In the rat heart, KCNE4 protein co-localizes with Kv4.2, a channel that KCNE4 also functionally regulates. In mouse heart, KCNE4 is preferentially expressed in ventricles versus atria, and in young adult males much more than young adult females. This is because cardiac KCNE4 expression is positively regulated by dihydrotestosterone.
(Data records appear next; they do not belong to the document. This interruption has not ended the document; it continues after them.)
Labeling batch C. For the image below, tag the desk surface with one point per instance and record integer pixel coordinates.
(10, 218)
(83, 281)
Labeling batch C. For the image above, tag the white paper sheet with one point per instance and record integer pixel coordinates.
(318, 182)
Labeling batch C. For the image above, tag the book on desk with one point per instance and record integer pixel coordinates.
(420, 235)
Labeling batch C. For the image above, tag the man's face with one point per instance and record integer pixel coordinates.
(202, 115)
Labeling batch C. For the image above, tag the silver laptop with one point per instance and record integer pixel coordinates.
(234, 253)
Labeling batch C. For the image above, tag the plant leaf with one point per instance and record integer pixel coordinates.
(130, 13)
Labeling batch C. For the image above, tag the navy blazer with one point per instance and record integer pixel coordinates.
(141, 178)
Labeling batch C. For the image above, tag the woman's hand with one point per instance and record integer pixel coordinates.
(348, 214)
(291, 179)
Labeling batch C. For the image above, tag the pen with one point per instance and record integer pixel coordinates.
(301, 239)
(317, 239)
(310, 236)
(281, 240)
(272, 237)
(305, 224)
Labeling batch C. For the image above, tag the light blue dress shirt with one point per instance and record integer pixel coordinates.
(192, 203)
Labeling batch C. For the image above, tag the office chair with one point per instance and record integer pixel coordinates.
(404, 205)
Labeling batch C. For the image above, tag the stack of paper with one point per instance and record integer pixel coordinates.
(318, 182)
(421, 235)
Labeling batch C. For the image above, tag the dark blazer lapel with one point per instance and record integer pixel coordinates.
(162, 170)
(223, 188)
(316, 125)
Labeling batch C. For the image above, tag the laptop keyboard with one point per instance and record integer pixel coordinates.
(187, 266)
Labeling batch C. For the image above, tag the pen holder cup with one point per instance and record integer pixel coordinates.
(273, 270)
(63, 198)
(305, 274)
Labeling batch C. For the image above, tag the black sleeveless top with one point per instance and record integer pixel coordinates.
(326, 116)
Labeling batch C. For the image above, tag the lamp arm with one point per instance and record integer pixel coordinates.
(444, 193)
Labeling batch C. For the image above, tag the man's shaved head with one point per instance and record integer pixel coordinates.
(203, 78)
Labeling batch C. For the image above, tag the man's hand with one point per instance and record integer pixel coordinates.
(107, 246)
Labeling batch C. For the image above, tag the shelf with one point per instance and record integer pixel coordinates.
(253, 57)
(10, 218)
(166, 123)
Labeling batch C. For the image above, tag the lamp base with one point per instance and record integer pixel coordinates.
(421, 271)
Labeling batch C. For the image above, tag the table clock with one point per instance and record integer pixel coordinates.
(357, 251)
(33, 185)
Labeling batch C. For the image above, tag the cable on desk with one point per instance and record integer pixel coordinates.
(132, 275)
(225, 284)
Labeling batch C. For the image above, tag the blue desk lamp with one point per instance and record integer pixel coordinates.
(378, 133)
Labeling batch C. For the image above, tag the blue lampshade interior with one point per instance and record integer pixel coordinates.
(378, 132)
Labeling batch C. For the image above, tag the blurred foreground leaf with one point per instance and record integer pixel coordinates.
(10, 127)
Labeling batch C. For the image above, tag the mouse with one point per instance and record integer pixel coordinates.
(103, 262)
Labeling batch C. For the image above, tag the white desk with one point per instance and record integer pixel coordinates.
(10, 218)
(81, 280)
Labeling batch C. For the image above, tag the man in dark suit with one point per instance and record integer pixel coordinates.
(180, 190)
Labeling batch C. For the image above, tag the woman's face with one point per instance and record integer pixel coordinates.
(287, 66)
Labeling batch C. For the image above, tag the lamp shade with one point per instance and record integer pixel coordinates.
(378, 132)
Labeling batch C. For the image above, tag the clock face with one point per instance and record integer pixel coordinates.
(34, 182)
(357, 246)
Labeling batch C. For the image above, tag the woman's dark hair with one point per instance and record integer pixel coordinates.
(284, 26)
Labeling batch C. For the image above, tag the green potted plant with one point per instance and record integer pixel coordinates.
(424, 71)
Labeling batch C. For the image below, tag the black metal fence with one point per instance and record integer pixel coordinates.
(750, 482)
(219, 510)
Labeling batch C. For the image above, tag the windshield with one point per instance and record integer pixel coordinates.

In rat mesenteric artery, KCNE4 augments KCNQ4 channel activity to regulate arterial tone.

== Clinical significance ==
A single polymorphism in the KCNE4 intracellular N-terminal domain, E145D, has been reported to affect predisposition to the relatively common chronic cardiac arrhythmia, atrial fibrillation, in Chinese populations, and to impair the ability of KCNE4 to inhibit KCNQ1. If KCNE4 inhibits KCNQ1 in the atrium, it is conceivable that removing this inhibition could shorten the atrial effective refractory period, which could predispose to atrial fibrillation, but this mechanism has not yet been substantiated with in vivo data.